FIG. 5 is a view showing an example using a hollow glass sphere and a solid glass sphere as another embodiment of the present invention.

FIG. 6 is a view showing an example in which a permeable titanium oxide film is disposed on a hollow glass sphere as another embodiment of the present invention.

FIG. 7 is an explanatory view of the stability of the teardrop-shaped hollow glass sphere of the present invention on water, wherein (a) the center of gravity of the comparative spherical glass, (b) the center of gravity of the teardrop-shaped hollow glass sphere, and (c) the teardrop Unstable position of hollow glass sphere, (d) Unstable position of hollow glass sphere, (e)
It is a figure which shows the stable position of a teardrop type hollow glass sphere.

FIG. 8 is a diagram showing an example in which a photocatalytic film is arranged on the entire surface of a conventional spherical hollow glass.

[Explanation of symbols]

 DESCRIPTION OF SYMBOLS 1 ... Teardrop type hollow glass sphere 2 ... Titanium oxide film 3 ... Floating substance such as oil 4 ... Sunlight 5 ... Teardrop type hollow glass sphere (solid) 6 ... Ultraviolet ray 7 ... Teardrop type glass carrier 8 ... Sewage 9 ... hollow glass sphere 10 ... solid glass sphere 11 ... permeable titanium oxide film

Claims (3)

[Claims] 1. A device for decomposing and purifying floating substances on water by light, wherein a floating body made of a transparent member is arranged on an upper part,
At least a photocatalyst layer disposed on the surface of the vertical lower portion is irradiated with light from the vertical upper portion of the transparent member to activate the photocatalyst while arranging a weight below the vertical portion to stabilize and float the direction above water.
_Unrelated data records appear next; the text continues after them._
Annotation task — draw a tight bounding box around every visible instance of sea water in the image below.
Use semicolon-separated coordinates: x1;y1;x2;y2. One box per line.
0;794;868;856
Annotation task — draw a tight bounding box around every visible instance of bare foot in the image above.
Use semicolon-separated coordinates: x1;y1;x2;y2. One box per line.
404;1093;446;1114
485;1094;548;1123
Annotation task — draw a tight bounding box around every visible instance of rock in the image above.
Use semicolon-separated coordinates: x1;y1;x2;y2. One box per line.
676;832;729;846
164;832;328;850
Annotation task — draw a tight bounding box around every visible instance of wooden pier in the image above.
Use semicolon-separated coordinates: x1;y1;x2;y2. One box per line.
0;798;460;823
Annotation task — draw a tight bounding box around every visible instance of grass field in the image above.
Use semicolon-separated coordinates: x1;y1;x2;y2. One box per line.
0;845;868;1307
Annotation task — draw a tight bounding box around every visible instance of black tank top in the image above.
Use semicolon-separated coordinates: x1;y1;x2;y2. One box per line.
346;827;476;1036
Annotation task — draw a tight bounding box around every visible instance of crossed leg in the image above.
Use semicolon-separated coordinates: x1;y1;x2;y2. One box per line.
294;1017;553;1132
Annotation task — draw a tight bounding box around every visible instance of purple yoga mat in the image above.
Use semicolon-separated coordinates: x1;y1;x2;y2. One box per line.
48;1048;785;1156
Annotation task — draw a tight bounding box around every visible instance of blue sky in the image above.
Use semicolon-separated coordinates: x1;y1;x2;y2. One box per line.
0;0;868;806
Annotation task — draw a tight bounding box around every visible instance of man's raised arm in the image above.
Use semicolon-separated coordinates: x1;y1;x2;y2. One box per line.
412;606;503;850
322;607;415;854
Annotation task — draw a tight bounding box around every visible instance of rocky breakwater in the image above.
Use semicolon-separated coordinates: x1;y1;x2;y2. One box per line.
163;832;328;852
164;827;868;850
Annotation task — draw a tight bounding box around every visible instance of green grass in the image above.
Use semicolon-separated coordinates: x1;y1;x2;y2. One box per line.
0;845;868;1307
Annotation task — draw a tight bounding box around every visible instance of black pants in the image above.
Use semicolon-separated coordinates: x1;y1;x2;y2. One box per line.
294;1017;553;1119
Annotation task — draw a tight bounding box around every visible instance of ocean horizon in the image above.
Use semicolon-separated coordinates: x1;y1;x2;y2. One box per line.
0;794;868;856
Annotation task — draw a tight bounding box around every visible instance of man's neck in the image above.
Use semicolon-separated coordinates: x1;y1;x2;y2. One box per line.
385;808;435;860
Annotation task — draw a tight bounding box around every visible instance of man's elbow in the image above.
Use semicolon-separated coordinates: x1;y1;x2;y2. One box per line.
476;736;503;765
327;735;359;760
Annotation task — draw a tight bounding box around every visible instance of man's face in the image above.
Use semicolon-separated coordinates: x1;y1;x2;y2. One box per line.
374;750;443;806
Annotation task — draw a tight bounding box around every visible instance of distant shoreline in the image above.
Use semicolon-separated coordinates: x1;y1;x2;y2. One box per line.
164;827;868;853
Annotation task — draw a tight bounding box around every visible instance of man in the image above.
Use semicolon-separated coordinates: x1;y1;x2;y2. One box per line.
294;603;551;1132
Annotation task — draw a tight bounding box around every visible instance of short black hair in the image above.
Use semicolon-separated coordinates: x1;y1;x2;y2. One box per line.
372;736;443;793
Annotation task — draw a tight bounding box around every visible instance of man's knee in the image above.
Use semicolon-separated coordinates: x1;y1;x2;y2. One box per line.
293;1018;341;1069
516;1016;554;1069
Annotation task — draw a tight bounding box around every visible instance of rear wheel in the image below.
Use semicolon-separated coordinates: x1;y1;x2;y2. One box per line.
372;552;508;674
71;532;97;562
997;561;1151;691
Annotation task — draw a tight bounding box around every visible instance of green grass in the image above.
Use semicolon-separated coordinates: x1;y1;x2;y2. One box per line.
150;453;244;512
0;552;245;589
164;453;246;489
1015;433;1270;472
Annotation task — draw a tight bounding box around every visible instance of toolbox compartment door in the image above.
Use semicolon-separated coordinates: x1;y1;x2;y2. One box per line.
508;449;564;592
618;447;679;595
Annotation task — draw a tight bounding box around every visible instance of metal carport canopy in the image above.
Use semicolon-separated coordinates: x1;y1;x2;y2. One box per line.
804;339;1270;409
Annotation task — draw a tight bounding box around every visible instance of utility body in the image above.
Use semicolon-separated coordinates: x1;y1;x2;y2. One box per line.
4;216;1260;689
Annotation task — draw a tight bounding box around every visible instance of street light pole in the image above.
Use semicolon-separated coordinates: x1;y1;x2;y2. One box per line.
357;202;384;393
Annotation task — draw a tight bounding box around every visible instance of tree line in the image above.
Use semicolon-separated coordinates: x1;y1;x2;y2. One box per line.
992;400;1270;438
A photocatalyst purification apparatus characterized in that it is decomposed to decompose and purify suspended matters on water. 2. A device for decomposing and purifying suspended matter on water by light, comprising: a hollow glass body of a transparent member at an upper part; and a solid glass body at a vertically lower part thereof, wherein at least the solid glass body is disposed. The photocatalyst layer disposed on the surface of the glass body and / or the vertically lower surface of the hollow glass body is irradiated with light from the vertically upper part of the hollow glass body to activate the photocatalyst, thereby decomposing and purifying suspended matters on water. A photocatalyst purification device characterized by the above-mentioned. 3. The transparent member according to claim 1 or 2,
An apparatus for purifying a photocatalyst, wherein a photocatalyst layer is disposed on a tapered portion having a teardrop shape and at least a gradually decreasing cross-sectional diameter.